Reminds me of the video in The Ring too.
[editline]23rd September 2011[/editline]
[QUOTE=windwakr;32436318]The video isn't what they actually captured from the brain, it's random shit off of youtube that could generate similar brain activity. That why you see those watermarks.
Description on the Youtube video, more easy to understand than the article:
I'm not that impressed by this.[/QUOTE]
How is this not impressing? The algorithm alone is stunning.
huh kinda like that movie source code, except shittier
From the way I'm reading all the information they have up, the system is basically using the brain activity as a search engine for matching similar images.
That's a really dumbed down description though as it's more about how the brain is processing the image it's seeing and not consciously searching a library. A computer just infers what would produce the closest brain activity in order of closeness.
Really interesting!
[QUOTE=windwakr;32436318]The video isn't what they actually captured from the brain, it's random shit off of youtube that could generate similar brain activity. That why you see those watermarks.

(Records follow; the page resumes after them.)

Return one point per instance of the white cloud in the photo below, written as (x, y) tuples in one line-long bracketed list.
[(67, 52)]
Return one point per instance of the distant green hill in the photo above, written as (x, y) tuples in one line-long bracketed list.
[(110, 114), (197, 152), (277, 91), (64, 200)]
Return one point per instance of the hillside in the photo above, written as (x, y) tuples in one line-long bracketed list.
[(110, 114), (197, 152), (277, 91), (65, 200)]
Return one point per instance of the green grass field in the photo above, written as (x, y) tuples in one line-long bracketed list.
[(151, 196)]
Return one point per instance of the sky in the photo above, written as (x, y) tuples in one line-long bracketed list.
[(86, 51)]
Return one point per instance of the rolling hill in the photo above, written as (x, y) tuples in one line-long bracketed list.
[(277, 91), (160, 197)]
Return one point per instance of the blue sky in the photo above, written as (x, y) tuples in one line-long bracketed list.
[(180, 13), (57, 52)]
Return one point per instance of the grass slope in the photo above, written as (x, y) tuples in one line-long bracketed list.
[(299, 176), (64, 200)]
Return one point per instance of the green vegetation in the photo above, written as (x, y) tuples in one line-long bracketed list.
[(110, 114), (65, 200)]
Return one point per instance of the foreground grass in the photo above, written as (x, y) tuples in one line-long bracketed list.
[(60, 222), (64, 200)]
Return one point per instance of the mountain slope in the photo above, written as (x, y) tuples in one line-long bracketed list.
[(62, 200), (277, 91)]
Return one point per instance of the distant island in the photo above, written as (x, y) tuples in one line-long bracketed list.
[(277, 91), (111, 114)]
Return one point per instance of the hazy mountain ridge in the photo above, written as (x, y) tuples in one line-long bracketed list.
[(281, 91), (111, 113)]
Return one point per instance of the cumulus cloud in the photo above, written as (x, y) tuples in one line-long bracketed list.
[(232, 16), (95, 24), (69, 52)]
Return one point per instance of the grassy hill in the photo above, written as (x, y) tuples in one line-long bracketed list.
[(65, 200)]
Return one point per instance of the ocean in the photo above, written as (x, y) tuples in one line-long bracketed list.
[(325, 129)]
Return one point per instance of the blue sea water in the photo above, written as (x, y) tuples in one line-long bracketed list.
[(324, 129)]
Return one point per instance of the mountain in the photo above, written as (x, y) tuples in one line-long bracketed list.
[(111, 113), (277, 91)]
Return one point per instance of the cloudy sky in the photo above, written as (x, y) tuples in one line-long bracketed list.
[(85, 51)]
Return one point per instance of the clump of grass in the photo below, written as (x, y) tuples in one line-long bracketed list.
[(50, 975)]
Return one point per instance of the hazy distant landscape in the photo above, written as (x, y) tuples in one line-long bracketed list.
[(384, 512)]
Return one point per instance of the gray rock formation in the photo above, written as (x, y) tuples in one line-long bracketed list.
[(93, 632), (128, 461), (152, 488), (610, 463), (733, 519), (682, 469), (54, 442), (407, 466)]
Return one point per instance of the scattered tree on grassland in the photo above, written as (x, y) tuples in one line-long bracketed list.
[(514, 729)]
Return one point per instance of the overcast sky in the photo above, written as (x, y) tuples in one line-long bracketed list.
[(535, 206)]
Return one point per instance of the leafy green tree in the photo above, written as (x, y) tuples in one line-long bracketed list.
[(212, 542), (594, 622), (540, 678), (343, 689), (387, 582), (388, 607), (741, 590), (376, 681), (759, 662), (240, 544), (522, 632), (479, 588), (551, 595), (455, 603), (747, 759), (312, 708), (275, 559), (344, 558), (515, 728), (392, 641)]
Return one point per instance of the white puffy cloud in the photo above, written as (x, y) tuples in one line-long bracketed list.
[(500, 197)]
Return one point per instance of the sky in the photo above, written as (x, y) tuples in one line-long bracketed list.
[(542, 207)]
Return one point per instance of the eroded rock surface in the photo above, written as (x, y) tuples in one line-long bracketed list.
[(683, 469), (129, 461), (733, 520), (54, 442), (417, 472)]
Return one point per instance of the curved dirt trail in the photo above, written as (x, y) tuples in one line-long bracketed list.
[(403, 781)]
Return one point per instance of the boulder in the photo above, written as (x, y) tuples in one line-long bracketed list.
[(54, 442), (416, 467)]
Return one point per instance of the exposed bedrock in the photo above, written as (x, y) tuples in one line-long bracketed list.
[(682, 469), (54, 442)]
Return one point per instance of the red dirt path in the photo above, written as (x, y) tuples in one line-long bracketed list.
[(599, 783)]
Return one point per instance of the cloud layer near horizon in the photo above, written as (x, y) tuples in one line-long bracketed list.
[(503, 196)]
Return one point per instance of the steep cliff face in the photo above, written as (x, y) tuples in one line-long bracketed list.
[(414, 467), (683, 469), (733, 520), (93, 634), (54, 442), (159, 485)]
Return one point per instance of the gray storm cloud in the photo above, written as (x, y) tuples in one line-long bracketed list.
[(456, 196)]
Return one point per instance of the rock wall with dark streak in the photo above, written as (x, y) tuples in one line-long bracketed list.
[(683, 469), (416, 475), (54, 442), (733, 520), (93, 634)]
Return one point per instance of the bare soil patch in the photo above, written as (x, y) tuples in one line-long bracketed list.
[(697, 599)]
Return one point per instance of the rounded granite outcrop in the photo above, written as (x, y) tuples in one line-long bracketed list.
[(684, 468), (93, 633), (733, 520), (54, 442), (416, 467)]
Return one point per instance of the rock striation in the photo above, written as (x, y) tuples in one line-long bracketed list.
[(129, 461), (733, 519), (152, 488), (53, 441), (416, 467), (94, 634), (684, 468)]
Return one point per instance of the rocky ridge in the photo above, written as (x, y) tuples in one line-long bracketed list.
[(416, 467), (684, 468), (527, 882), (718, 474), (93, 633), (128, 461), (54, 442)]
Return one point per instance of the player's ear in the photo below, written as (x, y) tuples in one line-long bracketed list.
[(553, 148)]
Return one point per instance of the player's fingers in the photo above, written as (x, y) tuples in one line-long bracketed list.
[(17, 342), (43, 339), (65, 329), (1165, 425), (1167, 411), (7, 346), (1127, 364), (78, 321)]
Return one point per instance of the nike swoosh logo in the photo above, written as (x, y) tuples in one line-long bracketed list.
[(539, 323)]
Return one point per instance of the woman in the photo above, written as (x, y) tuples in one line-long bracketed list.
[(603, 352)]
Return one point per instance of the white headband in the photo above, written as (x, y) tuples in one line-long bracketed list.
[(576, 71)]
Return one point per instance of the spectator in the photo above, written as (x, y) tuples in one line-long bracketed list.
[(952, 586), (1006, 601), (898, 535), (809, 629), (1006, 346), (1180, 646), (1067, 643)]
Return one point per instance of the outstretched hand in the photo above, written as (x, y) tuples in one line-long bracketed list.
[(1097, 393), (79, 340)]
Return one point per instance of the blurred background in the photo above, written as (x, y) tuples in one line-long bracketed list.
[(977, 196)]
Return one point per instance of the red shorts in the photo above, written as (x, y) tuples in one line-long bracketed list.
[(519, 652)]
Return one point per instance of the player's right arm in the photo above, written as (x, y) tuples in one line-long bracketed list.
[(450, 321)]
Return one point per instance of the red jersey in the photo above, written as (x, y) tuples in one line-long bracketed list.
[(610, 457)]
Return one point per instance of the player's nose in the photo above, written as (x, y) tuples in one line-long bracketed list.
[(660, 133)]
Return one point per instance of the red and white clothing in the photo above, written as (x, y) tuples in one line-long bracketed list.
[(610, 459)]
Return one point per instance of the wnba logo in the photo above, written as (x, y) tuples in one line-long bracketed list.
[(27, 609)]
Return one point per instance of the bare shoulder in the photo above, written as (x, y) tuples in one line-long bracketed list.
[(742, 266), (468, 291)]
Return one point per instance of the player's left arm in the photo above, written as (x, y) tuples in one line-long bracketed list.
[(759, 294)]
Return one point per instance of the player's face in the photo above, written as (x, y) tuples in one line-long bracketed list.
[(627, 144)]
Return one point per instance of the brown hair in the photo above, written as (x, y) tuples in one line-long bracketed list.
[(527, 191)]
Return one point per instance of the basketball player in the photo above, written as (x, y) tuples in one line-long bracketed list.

Description on the Youtube video, more easy to understand than the article:
I'm not that impressed by this.[/QUOTE]More specifically, they had a computer "learn" from actual brain activity, then had the same computer do this.
Awesome now I can finally perfect lucid dreaming, i've tried all sorts of techniques but they haven't worked. Wonder what my subconscious is like.
That is creepy as all hell.
Holy fucking shit this is so awesome! I've never seen anything like this!!
I wonder. If that video was constructed using a library of YouTube videos and brain activity information from watching a separate video, then could you essentially "record" a dream by producing a similar video from the brain activity monitored during a dream?
Paprika suddenly became just one step more real.
It's like the brain always has some kind of image going on and when one is presented to it, it gets mixed up with all the others even if they aren't related. I've noticed that when looking at text there were faces in the background.
[editline]23rd September 2011[/editline]
[QUOTE=-TheWolf-;32437301]I wonder. If that video was constructed using a library of YouTube videos and brain activity information from watching a separate video, then could you essentially "record" a dream by producing a similar video from the brain activity monitored during a dream?[/QUOTE]
I'm pretty sure that's exactly what this is testing. The possibility of recording imagery of thoughts from the brain.
This can either be good as bad.
Good because I can re-live some of the memorable times with my times with my ex, but bad because it makes lying a lot harder...
EDIT: I see how this works. It's quite interesting. It's not a literal view of visual memory, but more of a "best fit match" from existing imagery. This won't necessarily be able to fully reconstruct what someone has seen, only a "best-fit" match. Of course that's only using current technology. It's entirely possible to meld this completely with computer rendering some time in the future to reproduce a near exact picture of what someone has seen.
Technically, didn't this thing reconstruct brain activity from video clips?
[QUOTE=ECrownofFire;32437429]Technically, didn't this thing reconstruct brain activity from video clips?[/QUOTE]
Kind of and kind of not. From my understanding it was using the brain activity to find the next best matches. It's like a reverse image search except using the brain activity stimulated by one image and matching it to what would produce the closest activity in order of relevance.